Forest Park’s comprehensive plan process is now underway.
Sure, on some simplistic level a comprehensive plan is a land use plan. This would be a good place for more housing. We’d like different uses along Roosevelt Road. But you could call together the zoning board if all you wanted was a potential use for the abandoned Jerry Gleason Chevy site.
But a comprehensive plan should reflect the values of the community. And critically how do those values get played out in the use of a remarkably scarce resource in a land-locked, built-out community: our land.
Understanding those values, those worries, those aspirations is about listening. Listening broadly and openly. Now, already, at the very start of this process Mayor Anthony Calderone has lashed out, unnecessarily criticizing commissioners who wanted more and different voices heard.

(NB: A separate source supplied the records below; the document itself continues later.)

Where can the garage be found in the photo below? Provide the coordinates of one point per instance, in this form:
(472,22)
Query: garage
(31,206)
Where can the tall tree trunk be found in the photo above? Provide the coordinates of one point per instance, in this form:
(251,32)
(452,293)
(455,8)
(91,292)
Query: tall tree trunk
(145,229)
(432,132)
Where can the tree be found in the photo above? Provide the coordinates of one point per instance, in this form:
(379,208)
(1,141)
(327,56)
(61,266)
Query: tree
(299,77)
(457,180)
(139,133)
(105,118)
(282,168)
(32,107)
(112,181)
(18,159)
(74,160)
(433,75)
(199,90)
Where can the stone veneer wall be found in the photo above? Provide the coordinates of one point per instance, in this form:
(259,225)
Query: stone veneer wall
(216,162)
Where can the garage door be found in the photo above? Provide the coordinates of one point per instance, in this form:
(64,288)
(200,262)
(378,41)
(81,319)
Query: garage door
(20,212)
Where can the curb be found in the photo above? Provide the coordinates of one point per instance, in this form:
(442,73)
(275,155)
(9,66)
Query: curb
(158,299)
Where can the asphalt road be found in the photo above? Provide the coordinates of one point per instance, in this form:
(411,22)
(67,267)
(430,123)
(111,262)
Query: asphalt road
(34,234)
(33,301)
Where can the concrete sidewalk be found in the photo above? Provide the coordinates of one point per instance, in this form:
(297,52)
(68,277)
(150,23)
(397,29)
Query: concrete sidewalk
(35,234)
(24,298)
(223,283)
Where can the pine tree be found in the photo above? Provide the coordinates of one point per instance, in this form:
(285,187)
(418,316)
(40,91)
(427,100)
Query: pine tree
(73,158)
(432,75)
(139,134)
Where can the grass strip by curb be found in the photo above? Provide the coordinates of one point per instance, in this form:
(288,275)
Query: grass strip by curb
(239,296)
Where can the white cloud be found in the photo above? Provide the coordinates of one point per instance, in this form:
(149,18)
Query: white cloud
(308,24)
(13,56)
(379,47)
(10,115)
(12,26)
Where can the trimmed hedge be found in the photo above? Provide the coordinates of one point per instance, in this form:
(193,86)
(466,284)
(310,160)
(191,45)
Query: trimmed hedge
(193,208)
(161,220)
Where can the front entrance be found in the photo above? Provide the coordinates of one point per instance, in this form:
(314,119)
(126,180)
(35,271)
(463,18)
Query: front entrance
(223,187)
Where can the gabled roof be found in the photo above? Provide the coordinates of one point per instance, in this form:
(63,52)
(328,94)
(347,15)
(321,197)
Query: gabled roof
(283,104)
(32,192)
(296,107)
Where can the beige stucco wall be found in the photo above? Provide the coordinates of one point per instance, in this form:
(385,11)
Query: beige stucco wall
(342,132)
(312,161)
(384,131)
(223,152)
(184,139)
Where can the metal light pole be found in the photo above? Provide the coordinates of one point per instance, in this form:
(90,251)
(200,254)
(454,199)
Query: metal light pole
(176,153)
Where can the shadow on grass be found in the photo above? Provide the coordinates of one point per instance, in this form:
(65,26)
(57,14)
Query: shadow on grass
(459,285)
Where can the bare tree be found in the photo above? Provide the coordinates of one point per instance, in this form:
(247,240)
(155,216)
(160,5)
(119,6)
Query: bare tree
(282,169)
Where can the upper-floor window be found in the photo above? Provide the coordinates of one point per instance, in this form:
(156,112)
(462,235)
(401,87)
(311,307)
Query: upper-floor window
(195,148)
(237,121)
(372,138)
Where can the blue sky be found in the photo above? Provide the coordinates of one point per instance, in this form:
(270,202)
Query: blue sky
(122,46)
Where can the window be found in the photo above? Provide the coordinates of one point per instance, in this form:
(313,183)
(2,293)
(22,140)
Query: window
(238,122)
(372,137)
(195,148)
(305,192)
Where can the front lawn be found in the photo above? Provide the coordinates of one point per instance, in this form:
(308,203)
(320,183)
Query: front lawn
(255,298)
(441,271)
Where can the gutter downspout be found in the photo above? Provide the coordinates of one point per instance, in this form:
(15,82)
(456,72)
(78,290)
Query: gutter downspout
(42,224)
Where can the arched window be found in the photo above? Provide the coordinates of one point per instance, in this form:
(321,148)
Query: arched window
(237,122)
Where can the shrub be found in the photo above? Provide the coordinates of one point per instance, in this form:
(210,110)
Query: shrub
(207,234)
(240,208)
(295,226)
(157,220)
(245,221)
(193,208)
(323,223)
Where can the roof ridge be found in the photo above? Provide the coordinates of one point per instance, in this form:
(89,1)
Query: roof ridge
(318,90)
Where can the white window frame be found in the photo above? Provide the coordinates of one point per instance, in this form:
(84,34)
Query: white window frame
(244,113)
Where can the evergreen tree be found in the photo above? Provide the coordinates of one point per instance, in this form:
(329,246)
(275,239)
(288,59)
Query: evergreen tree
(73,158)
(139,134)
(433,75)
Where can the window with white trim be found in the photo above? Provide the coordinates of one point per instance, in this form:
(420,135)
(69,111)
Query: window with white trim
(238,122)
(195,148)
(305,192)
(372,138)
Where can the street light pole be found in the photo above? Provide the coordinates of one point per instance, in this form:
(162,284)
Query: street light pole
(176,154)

As is typical in comprehensive planning, the hired consultant set out to interview a number of “key persons.” In this case it was a list of 14 names put together by Village Administrator Tim Gillian. It wasn’t a bad list, though it inevitably tilted toward the usual suspects. And it wasn’t a list that was particularly inclusive in terms of resident African-Americans and other minorities.

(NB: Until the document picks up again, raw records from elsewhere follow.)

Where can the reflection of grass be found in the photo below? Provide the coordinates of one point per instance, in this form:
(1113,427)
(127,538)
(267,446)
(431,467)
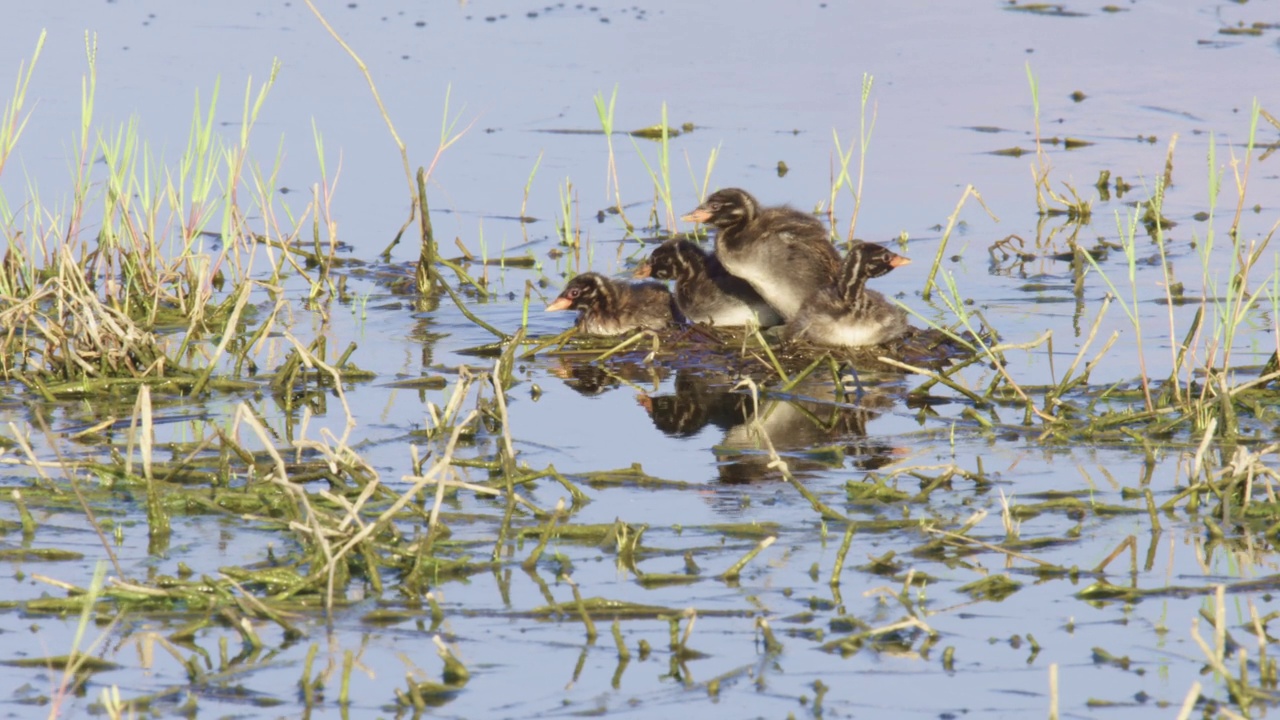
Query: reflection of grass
(466,504)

That got the attention of Commissioner Rory Hoskins and also Chris Harris, who pronounced the list as “same old same old.” Hoskins went to the mayor and asked that names be added. To his credit (up to then), Calderone asked Hoskins for names and added two more people to the interview list. This, to us, is how small town politics ought to work. You listen. There is some give and take. Compromise and progress.
Inexplicably, a week later Calderone sent commissioners a hostile and ill-advised memo chastising Hoskins and Harris for interfering with the process: “This is a comprehensive land plan, not a [sic] ethnic or racial plan,” he wrote.
And so now we get to the nub of it. Race.
Forest Park’s establishment leaders are in denial about the complexities of being an integrated community. Always have been. Instead of celebrating its diversity, tackling the challenges it brings, official Forest Park ignores it.
You can’t make a comprehensive plan for Forest Park that doesn’t address the land use issues of affordable housing, rental density, segregated apartment buildings with crime issues, a troubling fall in elementary school enrollment, the lack of an acceptable public high school. And all of those issues have genuine racial aspects.
So, yes, talk to more African Americans as part of your “Key Person” interviews. Better yet, actually work to have more black people be ‘Key” people in town. Don’t perpetually upbraid the single African American elected official on the village board. And don’t be so tone deaf that you actually say out loud that you think three white bureaucrats – at the library, schools and community center – would understand the needs of black Forest Parkers.
If ever there is a process meant to be inclusive, it is the comprehensive plan. In fact, the federal government, which is footing the bill for this exercise, demands outreach and inclusion.
We find this latest cranky outburst by the mayor to be chilling not welcoming.